I’ve written about this before, but every year the issue comes up again when teams are playing for championships. The matter touches very close to home this year with the Chicago Blackhawks battling the Philadelphia Flyers for the Stanley Cup. A friend of mine who grew up in Chicago, is a big Hawks fan, but now lives in Princeton, NJ, not far from Philly, sent me the following, which is about a nun and priest rooting for the Flyers (no problem there) and telling kids to pray for the Flyers and that God will not let them down (problem!!!)
Folks in Chicago have been praying for the Hawks and Cubs to win a championship for a combined 150+ years! So either we are praying poorly, or God has let us down, or God does not take sides in sports based on our prayers. I tend toward the latter. I think it’s great that the nun and priest are cheering on their team and supporting their kids’ excitement. And, in a pure sense, we ARE to pray for what really matters to us. However, when we start to teach things like “God will not let us down” with reference to sports teams and that a victory was “proof” that God hears prayers, I think we’re heading into dangerous territory.
Here’s what I wrote about this subject in my book, A Well-Built Faith:
In fact, we must ask whether we should we pray…

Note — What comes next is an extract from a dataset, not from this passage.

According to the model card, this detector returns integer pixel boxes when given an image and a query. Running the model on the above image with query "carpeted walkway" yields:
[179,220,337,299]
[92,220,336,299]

- for rain during a drought?
- for no rain during a parade?
- for teams to win a game?
- for the healing of a sick person?
- for help in passing an exam?
- for peace in the world?
The answer is a resounding, “Yes, yes, YES!” However, we must know what we are praying for and why we pray. We pray for one reason only: to align ourselves with God’s will. In each of these situations, we are praying about something very important to us, seeking to align our will with God’s. No matter how the situation turns out, God intervenes because God is always intervening. Unfortunately, however, we tend to only recognize that intervention when God’s will seemingly conforms to our own will and we proclaim a miracle. Miracles do indeed occur, however Jesus himself pointed out that the greatest miracle is the transformation of a human heart. And so, we pray
- for rain during a drought and if it does not rain, we continue to pray so that we can learn what God’s will is for us during this challenging time.
- for our favorite team to win, knowing that what we are really praying for is that they will play to the best of their ability and the outcome will be decided based on which team is better on that day (God does not decide on the outcomes of games). And if our team loses, we continue to pray to help us accept loss, to learn from it, to grow from it, and to move on with the right attitude.
- for a sick relative who is dying of cancer. Our deepest desire is for that person to be well. And if the person dies, we bow before the mystery of life and death and continue to pray, asking God to help us grieve, to comfort us, and to help us see that death is not the end.
- for help on an exam, not in place of studying, but in order to fully utilize the gift of our minds.
- for world peace because we know that it is God’s will and that any lack of peace is the result of human failure.
In other words, in every situation that we pray, we are seeking to get in touch with our deepest and truest desires, to share them with God, and to align ourselves with his will, which is always for us to draw closer to him.